Continued Adventures in CheapML for IoT
· 約2分
I have probably bit off more than I can chew with this project. However, the progress made on automated labeling and model conversion has been a game-changer for my local-first AI experiments.
What is hard (or time-consuming) about this?
- Generating the testing/training data set. I ended up using a VLM for the initial labeling, with manual overrides for edge cases. I started with Moondream, but eventually transitioned to Qwen2-VL, which proved far more robust for object identification. In retrospect, we also should have tried out Molmo instead of LLaVA for its superior zero-shot performance on high-resolution snapshots.
- As I'm trying to run this with limited resources on a Raspberry Pi 4 (4GB RAM), that means starting the ML models from scratch and aggressive pruning/quantization.

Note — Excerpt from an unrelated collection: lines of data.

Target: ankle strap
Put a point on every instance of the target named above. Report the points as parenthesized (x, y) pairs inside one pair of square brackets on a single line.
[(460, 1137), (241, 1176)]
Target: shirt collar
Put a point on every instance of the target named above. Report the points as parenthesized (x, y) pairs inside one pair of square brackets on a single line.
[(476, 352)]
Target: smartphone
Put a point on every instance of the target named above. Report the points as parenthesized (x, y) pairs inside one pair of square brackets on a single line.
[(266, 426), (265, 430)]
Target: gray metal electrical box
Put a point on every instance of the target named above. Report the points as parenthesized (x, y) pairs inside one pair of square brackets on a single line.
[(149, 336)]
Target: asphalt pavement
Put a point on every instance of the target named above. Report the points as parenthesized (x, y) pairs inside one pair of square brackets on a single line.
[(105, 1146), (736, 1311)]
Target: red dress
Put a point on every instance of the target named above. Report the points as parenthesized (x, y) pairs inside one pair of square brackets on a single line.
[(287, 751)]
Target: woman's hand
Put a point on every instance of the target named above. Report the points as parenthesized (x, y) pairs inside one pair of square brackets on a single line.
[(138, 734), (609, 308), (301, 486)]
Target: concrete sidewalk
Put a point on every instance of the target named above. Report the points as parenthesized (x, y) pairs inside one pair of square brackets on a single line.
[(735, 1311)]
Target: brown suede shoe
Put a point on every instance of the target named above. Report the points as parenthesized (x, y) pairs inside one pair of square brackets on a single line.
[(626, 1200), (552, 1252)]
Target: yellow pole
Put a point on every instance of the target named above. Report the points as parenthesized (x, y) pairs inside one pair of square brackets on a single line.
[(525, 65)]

- Trying to leave something that is generalizable enough for other cameras in the house—or just give up and pay the $20/mo for Frigate/Scrypted Cloud. The goal of "CheapML" is to see how far we can get with pure open-source and local hardware.
The Conversion Pipeline
The current pipeline takes a PyTorch-trained model, converts it to ONNX for optimization, and then finally to TFLite to squeeze it onto the RPi 4's CPU/TPU. Each step requires careful calibration to avoid significant accuracy loss during quantization.